Я украдкой разглядывал зонтик. Он был как новенький. Видимо, привидение, явившееся из 1915 года, и должно принести с собой новый; но почему-то казалось, что убедительнее — ибо абсурднее — смотрелся бы старый, выцветший.
Тут на вилле зазвенел колокольчик. Та же мелодия, что неделю назад, имитирующая звук моего имени. Лилия выпрямилась, прислушалась. Снова звон, рассеиваемый ветром.
— Ни-ко-лас. — И с пафосом продекламировала: — К тебе он взывает.
Я повернулся к лесистому склону.
— Не пойму, зачем.
— Вам надо идти.
— А как же вы? — Покачала головой. — Почему?
— Потому что меня не звали.
— По-моему, мы должны закрепить наше примирение. Она стояла вплотную, отводя волосы от лица. Суровый взгляд.
— Мистер Эрфе! — Она произнесла это как вчера вечером, холодным, чеканным тоном. — Вы что, намерены подарить мне лобзание?
Прекрасный ход; капризница 1915 года с иронией выговаривает расхожую фразу викторианской эпохи; изящное двойное ретро; получилось диковато и мило. Зажмурилась, подставила щеку и отшатнулась, не успел я коснуться ее губами. Я остался стоять перед склоненным девичьим челом.
— Одна нога здесь, другая там, — пообещал я.

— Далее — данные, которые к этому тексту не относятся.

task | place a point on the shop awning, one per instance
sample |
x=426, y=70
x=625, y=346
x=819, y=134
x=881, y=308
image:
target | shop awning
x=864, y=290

Отдал ей зонтик, сопроводив его взглядом, в который постарался вложить и неразделенную страсть, и призыв к откровенности, а затем устремился на виллу. То и дело оглядываясь, стал взбираться по тропинке. Она дважды помахала мне с причала. Я преодолел крутизну и по мелколесью зашагал к дому. У двери концертной, рядом с колокольчиком, стояла Мария. Но еще через два шага мир перевернулся. По крайней мере, так мне показалось.
На террасе, футах в пятидесяти, лицом ко мне, возникла чья-то фигура. Это была Лилия. Это не могла быть она, но это была она. Те же развеваемые ветром локоны; платье, зонт, осанка, черты лица — все было точно такое же. Она смотрела на море поверх моей головы, не обращая на меня ни малейшего внимания.

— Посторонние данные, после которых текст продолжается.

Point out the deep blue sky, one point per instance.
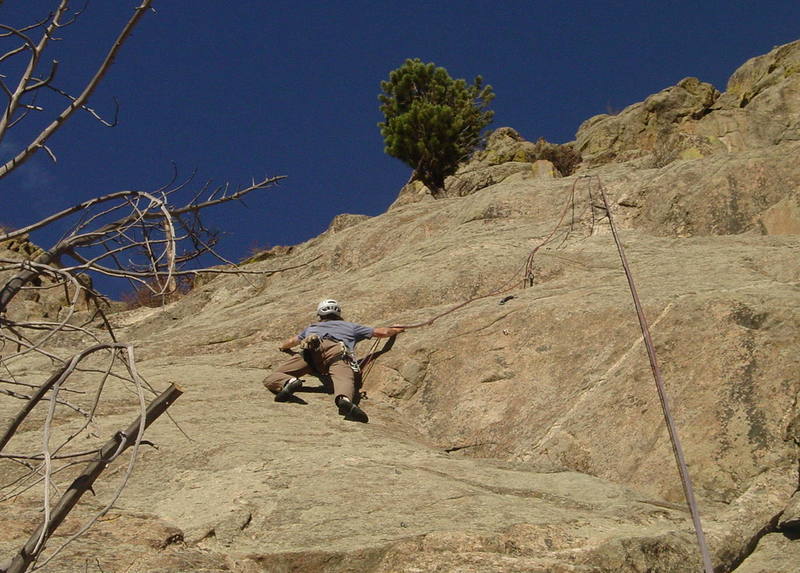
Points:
(250, 88)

Я испытал страшное потрясение, потерял всякую ориентировку. Но моментально сообразил, что, хотя мне и пытаются внушить, что передо мной именно та девушка, которую я только что оставил на берегу, на деле это неправда. Столь разительное сходство могло объясняться только тем, что я вижу ее сестру-двойняшку. Оказывается, на этой лужайке сразу две Лилии. Опомниться я не успел. Рядом с Лилией на террасе появилась новая фигура.
Мужчина, заметно выше Кончиса. Впрочем, я лишь предполагал, что это мужчина («Аполлон», или «Роберт Фулкс», или даже «де Дюкан»), ибо он стоял против солнца, одетый в черное; на голове — самая жуткая маска, которую только можно вообразить: морда огромного черного шакала, длиннорылого, навострившего уши. Они стояли рядом, господин и рабыня, вздыбленная смерть и хрупкая дева. Оправившись от первого потрясения, я ощутил в этой сцене преувеличение, гротескный перебор в духе плохого комикса. Фигуры, несомненно, воплощали некий зловещий архетип, но ранили они не только подсознание, но и чувство меры.
Я и на сей раз не усмотрел в происходящем ничего сверхъестественного — лишь очередной гадкий театральный вывих, мрачную пародию на нашу пляжную прогулку. Это не значит, что я не испугался. Испугался, и еще как, ибо понимал: случиться может все что угодно. Спектакль этот не знает ограничений, не знает человеческих условностей и правил.